In this article we are going to install and configure IBM Spectrum Scale (GPFS) 5.0.4.2 for dynamic PVs provisioning. In my OpenShift cluster I have 5 Workers with a 300GB disk installed for each of them which will be united in a storage quorum. As a GPFS GUI and API server I am going to use another machine which is neither in the OpenShift cluster nor the storage quorum.
Steps to run on EACH OF the 5 Workers
Create a partition for the installed block device (300GiB /dev/sdb in my case).

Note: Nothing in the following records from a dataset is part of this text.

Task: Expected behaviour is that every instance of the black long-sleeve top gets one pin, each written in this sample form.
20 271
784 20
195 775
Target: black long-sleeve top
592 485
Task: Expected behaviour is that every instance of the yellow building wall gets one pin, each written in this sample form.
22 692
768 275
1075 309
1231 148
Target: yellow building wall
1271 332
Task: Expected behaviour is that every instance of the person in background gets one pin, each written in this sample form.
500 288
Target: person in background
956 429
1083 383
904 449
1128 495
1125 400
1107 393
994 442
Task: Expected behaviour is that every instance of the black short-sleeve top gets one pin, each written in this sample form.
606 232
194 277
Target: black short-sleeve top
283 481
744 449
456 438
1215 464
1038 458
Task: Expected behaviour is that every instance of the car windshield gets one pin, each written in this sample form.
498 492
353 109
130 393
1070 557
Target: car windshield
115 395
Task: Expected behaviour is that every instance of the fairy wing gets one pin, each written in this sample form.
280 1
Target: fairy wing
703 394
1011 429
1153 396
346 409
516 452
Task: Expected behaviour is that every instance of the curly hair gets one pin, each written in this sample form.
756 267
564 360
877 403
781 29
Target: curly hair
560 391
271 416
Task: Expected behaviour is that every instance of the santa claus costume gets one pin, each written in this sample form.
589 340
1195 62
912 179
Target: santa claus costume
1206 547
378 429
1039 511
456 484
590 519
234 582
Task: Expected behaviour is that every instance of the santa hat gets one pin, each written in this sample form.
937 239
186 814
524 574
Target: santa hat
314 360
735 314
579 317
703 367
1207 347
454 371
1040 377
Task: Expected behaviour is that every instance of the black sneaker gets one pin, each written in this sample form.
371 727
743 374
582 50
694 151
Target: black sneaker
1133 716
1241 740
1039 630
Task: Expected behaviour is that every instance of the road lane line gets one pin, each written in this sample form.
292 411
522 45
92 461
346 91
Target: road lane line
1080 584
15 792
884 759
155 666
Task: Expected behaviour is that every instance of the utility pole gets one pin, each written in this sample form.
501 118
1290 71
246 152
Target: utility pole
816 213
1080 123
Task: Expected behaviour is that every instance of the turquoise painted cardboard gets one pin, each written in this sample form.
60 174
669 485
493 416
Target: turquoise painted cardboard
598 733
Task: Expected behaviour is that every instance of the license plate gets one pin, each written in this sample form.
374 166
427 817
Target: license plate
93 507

You can list all partitions using fdisk -l
command.
fdisk /dev/sdb
Welcome to fdisk (util-linux 2.23.2).
Changes will remain in memory only, until you decide to write them.
Be careful before using the write command.
Device does not contain a recognized partition table
Building a new DOS disklabel with disk identifier 0xc3525989.
Command (m for help): n
Partition type:
p primary (0 primary, 0 extended, 4 free)
e extended
Select (default p): p
Partition number (1-4, default 1):
First sector (2048-629145600, default 2048):
Using default value 2048
Last sector, +sectors or +size{K,M,G} (2048-629145600, default 209715199):
Using default value 629145600
Partition 1 of type Linux and of size 300 GiB is set
Command (m for help): t
Selected partition 1
Hex code (type L to list all codes): 0
Changed type of partition 'Linux' to 'Empty'
Command (m for help): w
The partition table has been altered!
Calling ioctl() to re-read partition table.
Syncing disks.
Please validate your steps with the following link from the official documentation:
https://www.ibm.com/support/knowledgecenter/SSCJDQ/com.ibm.swg.im.dashdb.doc/admin/GPFS-FPO_setup.html
Please ensure that communication between your Workers and a GPFS GUI machine is possible using passwordless SSH. Follow step 2 in the link above to configure this.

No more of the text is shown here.